1430 fethinin ardından 2. Murad tarafından camiye dönüştürülen Ahiropiitos Kilisesi, 1914’ten sonra yoğun olarak çeşitli bölgelerden Selânik’e göçmenlerin geçici olarak barındırıldıkları şehirdeki onlarca kamu binasından birini teşkil etmişti. Yaşam koşulları oldukça zordu…


İlk resimde gördüğümüz, Osmanlı’da yaygın biçimde “Küçük Selânik” olarak bilinen ve Selânik şehrininin merkezini İçkale’den ayıran sur duvarına bu kez, batıdan doğu yönüne doğru bakıyoruz. Charles Martel, en dipte yer alan önemli bir detayı atlamamış. İyi ki de es geçmemiş diyoruz…

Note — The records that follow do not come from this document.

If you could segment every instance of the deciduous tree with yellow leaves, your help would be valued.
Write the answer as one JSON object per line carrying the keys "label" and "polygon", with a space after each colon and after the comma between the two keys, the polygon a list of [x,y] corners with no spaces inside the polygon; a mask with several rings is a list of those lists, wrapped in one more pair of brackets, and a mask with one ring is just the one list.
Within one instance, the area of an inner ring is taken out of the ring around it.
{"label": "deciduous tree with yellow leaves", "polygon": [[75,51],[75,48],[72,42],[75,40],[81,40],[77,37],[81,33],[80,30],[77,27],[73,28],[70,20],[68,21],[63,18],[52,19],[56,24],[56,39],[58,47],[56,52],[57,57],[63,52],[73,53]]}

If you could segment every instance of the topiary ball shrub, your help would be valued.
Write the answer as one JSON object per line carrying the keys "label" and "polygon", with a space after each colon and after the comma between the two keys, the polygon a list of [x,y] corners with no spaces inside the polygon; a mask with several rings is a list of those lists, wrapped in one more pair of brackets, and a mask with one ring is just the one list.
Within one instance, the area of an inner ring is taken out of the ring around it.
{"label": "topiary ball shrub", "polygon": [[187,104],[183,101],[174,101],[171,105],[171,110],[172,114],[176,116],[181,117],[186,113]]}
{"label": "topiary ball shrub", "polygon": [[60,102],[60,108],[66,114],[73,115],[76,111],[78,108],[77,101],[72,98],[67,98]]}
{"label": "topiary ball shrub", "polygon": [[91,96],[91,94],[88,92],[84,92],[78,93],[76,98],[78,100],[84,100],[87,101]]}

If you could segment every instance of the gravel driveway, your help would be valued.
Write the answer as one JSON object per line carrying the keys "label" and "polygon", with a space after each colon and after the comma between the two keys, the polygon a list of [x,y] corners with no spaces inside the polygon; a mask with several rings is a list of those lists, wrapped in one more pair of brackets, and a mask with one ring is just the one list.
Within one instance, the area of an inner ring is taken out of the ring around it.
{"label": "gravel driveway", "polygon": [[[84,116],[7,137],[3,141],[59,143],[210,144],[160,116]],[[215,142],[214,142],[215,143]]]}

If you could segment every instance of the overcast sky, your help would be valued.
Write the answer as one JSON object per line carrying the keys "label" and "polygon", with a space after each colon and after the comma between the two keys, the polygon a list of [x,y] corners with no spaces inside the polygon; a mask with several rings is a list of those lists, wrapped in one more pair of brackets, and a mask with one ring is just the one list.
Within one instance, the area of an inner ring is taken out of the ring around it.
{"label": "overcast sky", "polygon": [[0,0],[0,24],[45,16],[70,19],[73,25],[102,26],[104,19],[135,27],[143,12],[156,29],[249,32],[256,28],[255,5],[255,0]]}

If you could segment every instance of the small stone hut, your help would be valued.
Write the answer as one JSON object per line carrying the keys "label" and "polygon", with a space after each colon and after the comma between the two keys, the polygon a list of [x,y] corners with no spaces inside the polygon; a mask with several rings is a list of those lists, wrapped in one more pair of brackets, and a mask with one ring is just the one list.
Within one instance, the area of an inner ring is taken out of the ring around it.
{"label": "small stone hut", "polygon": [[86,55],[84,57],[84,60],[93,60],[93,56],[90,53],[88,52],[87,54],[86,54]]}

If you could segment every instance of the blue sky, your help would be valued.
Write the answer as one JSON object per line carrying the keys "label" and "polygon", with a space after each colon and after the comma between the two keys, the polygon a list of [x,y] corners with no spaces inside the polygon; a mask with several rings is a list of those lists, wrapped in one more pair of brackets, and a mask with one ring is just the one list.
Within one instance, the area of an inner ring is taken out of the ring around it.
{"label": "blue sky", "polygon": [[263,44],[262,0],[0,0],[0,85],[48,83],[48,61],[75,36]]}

Ön revak kısmının karakteristik kemerleri ve 1919’da külahı yıkılmış Popara Babazade Camisi, nâm-ı diğer Hisar Camisi, suluboya resmin tam olarak hangi cihetten bakışla çizildiğinin sarsılmaz kanıtı olarak orada duruyor. Bu gün surlar ayakta ancak caminin yerini bir kilise almıştır.


Selânik Mevlevihanesi’ne geri dönüyoruz. Tekkenin hemen arkasındaki cami ve beyaz minaresi, ortadaki ağacın ardından seçilebilen doğu giriş kapısının kiremitli çatısı ve sağında yer alan Yenikapı mezarlığı tasvir edilmiş. Servi ağaçları ve muhacir olması muhtemel bir aile görülüyor.


“Place des Derviches Tourneurs” (Dönen Dervişler Meydanı) etiketiyle 20. yy başında postalanan bu kartpostalda, Charles Martel’in suluboya resmindeki unsurların gerçek halini görmemiz mümkün. Mevlevihane’nin girişi önünde poz veren bir derviş, bir Osmanlı beyefendisi ve bir genç var.


Selânik’in büyük bir kent olması 1. Cihan Harbi’nin en çetin savaş cephelerinden olan Balkanlar’da askerî sevkiyat merkezi olarak sivrilmesinin dışında, bedbaht göçmenlerin de şehre akın etmesinin temel etkeni oldu. Eski Cuma Camisi’nin içine kurdukları çadırda yaşayan mülteciler…


Kapalı alan ihtiyacı, yağmur, kar ve soğuk gibi zor iklim şartlarının gazabından korunmak isteyen mültecilerin sığınağı olan ve 1912’den sonra İslâm ibadetine kapalı olan çoğu kiliseden bozma eski camiler sayesinde giderilmişti. Üzeri örtülü alanların her karışına ihtiyaç vardı.


Charles Martel’in bu eserleri hazırladığı 1919’dan 2 yıl önce büyük bir yangın, Selânik şehrinin Osmanlı geçmişi ile bağlantılı izlerinin önemli bir bölümünü silip süpürmüştü. Bu çalışmada, ayakta kalmayı başaran Kazaz Hacı Musa mahallesi ve mescidinin ender bir tasviri konu alınmış.